Ricky Byrdsong Race Against Hate imparts timely message in wake of Charleston shooting


Julia Jacobs/Daily Senior Staffer

Sherialyn Byrdsong, widow of Ricky Byrdsong, speaks before the start of the 5K race in memorial of her husband. Sunday marked the 16th annual Race Against Hate in memorial of Ricky Byrdsong, a former Northwestern basketball coach killed in 1999.

Julia Jacobs, Summer Editor

A record number of runners and walkers gathered in north Evanston on Sunday morning for the Ricky Byrdsong Memorial Race Against Hate, a city tradition in remembrance of the former Northwestern basketball coach killed by a white supremacist in 1999.

This year, its 16th, the event paid tribute to the victims of last week’s shooting in Charleston, South Carolina, in which a 21-year-old man shot and killed nine people during Bible study at the historic Emanuel African Methodist Episcopal Church. The YWCA Evanston/North Shore, which organized the event, encouraged race-goers to write a message in a book to send to Charleston, while Sherialyn Byrdsong, Ricky Byrdsong’s widow, shared words of support before the race’s kick-off.

“My prayer is that those families, those communities and the city of Charleston can find their silver lining in this senseless tragedy, as we have,” Byrdsong said to the crowd of runners at the starting mark. “To honor those nine lives, to overcome hate with love, to become more united than divided and to be a better city than they could have ever been before.”

The Charleston shooting makes clear the need to continue spreading a message against hate with this annual race, Byrdsong told The Daily.

Ricky Byrdsong was killed while jogging with his two children in his Skokie neighborhood in 1999 by a 21-year-old neo-Nazi on a shooting rampage.

“That was 16 years ago, and just a few days ago nine more people lost their lives because of the same thing,” she said. “It’s just terrible, and my heart grieves for those families.”

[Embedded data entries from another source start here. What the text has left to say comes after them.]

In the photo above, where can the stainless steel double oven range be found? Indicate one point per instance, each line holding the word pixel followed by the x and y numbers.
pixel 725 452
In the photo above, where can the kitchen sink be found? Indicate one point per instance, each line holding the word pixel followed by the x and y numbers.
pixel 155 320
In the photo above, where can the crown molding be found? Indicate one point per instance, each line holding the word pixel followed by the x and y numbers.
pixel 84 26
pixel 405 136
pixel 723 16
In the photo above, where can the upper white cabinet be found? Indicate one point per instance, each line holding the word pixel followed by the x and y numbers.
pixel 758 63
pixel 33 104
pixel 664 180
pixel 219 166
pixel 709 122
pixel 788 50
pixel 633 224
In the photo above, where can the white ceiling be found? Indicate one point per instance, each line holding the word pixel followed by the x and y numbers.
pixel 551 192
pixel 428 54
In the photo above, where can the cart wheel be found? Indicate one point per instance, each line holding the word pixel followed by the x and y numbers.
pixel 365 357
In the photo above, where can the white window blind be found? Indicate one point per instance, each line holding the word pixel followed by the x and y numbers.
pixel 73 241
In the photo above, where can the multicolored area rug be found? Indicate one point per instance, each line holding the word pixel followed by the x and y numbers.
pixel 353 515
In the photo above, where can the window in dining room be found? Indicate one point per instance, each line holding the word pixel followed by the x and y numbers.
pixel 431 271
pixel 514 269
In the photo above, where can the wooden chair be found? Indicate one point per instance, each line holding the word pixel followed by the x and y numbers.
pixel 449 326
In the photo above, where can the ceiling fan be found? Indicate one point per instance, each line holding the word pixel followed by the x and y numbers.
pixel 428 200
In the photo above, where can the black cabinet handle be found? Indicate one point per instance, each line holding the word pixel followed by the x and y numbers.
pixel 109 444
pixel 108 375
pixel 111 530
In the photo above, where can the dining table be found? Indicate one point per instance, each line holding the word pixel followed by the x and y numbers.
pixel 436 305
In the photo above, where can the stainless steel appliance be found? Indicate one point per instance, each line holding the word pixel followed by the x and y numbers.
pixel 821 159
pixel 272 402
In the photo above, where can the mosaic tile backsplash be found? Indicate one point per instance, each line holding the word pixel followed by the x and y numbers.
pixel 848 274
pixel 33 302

The Father’s Day event includes a 5K and 10K race down Sheridan Road and along the southern lakefront path, as well as a mile-long loop for children. The event is the YWCA’s largest fundraiser, with proceeds going to the organization’s racial justice initiatives and youth violence prevention programs.

With close to 5,500 participants this year, the race has grown in scope and sponsorship over the near-decade it has been run by the YWCA, said Trimmy Stamell, events and grants manager for the organization. Each the year the course for the 10K race changes to avoid construction at NU, this year looping around the campus in a way that avoided construction on Lakeside Field.

While the route may change, each year the meaning behind the race remains constant, Stamell said.

“It always has its core essence that hasn’t changed,” she said. “It’s really what makes it very powerful … a simple and straightforward message.”

Sherialyn Byrdsong told The Daily that since the first race in 2000, the event has become more family-oriented, allowing for the message of unity to spread to young people.

Bernadette Sanchez, who traveled from Chicago’s Rogers Park neighborhood with her husband and two children to participate, said the Race Against Hate is welcoming to families because it allows participants like her to push strollers through the course. Sanchez, a psychology professor at DePaul University, said she intends to continue the tradition for years to come.

“We think it’s a great race, it’s really family friendly — but we mostly do it because of the cause,” Sanchez said.